Or, it could be that TeX has been cobbled together over decades with little design guidance or vision, resulting in a mishmash of approaches and inefficient code.
To me almost everything in TeX feels like a hack, even if the fundamental idea is good and the sum of all hacks ends up looking pretty good. The fact that it's a huge hack that takes 1.3GBs to install is not a gauge of quality.
It only takes 1.3 GB if you install every package ever invented. A normal installation of TeX Live takes about 200 MB and includes all the binaries (including tex, pdftex, xetex and luatex), a full LaTeX and ConTeXt and a whole bunch of other libraries.
I usually just install that, and then tlmgr any missing packages instead of downloading a gigabyte of TeX code I'll never need.
The full TeXLive is 1.3GB large, because it ensures that the only thing you need to build any semi-sane TeX document is this installation.

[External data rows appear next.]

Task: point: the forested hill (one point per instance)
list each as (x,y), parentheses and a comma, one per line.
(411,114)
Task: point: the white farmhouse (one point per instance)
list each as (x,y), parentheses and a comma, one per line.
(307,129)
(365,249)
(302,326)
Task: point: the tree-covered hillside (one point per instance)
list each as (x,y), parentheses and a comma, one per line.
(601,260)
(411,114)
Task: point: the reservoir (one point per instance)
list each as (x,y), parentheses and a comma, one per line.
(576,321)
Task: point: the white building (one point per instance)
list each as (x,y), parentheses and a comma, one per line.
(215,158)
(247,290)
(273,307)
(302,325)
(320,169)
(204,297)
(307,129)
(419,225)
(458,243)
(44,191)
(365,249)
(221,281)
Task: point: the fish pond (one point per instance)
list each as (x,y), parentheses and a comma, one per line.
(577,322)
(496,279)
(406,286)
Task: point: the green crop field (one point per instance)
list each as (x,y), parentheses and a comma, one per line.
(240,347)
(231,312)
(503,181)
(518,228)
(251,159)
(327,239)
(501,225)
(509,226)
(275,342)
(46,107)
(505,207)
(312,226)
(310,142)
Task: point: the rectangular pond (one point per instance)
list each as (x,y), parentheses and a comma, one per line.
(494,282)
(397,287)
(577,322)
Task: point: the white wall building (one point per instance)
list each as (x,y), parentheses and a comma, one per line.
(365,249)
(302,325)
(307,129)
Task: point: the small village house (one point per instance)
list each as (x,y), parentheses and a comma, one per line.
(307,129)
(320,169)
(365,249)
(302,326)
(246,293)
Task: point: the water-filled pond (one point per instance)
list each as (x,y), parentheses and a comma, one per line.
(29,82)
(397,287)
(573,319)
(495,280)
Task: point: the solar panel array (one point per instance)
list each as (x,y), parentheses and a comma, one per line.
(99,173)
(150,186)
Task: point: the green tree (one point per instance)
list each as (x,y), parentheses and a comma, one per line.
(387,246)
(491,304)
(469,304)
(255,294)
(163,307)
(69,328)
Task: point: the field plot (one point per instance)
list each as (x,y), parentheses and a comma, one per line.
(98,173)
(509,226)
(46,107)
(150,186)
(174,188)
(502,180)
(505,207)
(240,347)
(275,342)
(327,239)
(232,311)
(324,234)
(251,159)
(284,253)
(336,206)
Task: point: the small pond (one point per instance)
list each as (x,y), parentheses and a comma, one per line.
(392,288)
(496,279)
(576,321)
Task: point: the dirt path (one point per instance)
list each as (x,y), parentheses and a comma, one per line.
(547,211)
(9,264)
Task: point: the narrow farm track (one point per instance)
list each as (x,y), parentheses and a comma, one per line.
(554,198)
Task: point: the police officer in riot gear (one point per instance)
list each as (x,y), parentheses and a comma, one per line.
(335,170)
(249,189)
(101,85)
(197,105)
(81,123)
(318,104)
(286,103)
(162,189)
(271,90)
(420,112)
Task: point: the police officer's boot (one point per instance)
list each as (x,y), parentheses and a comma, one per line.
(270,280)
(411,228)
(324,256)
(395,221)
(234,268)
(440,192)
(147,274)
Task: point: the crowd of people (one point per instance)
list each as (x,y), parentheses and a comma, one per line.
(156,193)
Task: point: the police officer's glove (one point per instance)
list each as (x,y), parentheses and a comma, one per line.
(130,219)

Describing TeX as Code misses the topic by a wide margin, a lot of the things in the distribution are fonts and compiled versions of the documentation.
Bash the idea of treating TeX as code out of your head and you will find it quite a bit saner.
To me almost everything in TeX feels like a hack, even if the fundamental idea is good and the sum of all hacks ends up looking pretty good. The fact that it's a huge hack that takes 1.3GBs to install is not a gauge of quality.